By Roberto Ulloa
Mobiles and pills have introduced with them a dramatic switch within the application of purposes. Compatibility has develop into crucial, and this has elevated the type of interplay that clients anticipate: gestures, multi-touches, animations, and magic pens. Kivy is an open resource Python resolution that covers those marketplace wishes with an easy-to-learn and quick improvement technique. Kivy is starting to be quickly and gaining consciousness as a substitute to the demonstrated constructing platforms.
Kivy: Interactive functions in Python quick introduces you to the Kivy improvement method. you are going to study a few examples of ways to take advantage of some of the Kivy elements, in addition to know how to combine and mix them into large tasks. This publication serves as a reference advisor and is equipped in this sort of manner that after accomplished, you might have already accomplished your first undertaking.
Read or Download Kivy: Interactive Applications in Python PDF
Best python books
Tools used for penetration trying out are usually bought or downloaded from the net. every one software is predicated on a programming language resembling Perl, Python, or Ruby. If a penetration tester desires to expand, increase, or swap the performance of a device to accomplish a try in a different way than the default configuration, the tester needs to understand the fundamentals of coding for the similar programming language. Coding for Penetration Testers offers the reader with an knowing of the scripting languages which are customary whilst constructing instruments for penetration trying out. It additionally publications the reader via particular examples of customized device improvement and the occasions the place such instruments will be used. whereas constructing a greater figuring out of every language, the reader is guided via real-world eventualities and gear improvement that may be integrated right into a tester's toolkit.
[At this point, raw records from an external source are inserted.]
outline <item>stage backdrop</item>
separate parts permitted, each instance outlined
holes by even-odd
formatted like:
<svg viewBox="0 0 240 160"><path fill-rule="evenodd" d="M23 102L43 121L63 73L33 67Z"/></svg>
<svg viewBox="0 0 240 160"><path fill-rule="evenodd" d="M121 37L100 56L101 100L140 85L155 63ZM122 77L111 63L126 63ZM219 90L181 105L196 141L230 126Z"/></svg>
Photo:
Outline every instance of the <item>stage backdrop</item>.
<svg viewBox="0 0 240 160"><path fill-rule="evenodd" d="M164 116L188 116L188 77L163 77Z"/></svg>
* Discusses using quite a few scripting languages in penetration testing
* offers step by step directions on how one can construct custom-made penetration trying out instruments utilizing Perl, Ruby, Python, and different languages
* offers a primer on scripting together with, yet no longer constrained to, internet scripting, scanner scripting, and exploitation scripting
Mobiles and drugs have introduced with them a dramatic swap within the software of purposes. Compatibility has develop into crucial, and this has elevated the type of interplay that clients count on: gestures, multi-touches, animations, and magic pens. Kivy is an open resource Python resolution that covers those industry wishes with an easy-to-learn and swift improvement process.
Python is readily changing into the go-to language for analysts and knowledge scientists as a result of its simplicity and suppleness, and in the Python facts house, scikit-learn is the unequivocal selection for computing device studying. Its constant API and plethora of good points aid remedy any computer studying challenge it comes throughout.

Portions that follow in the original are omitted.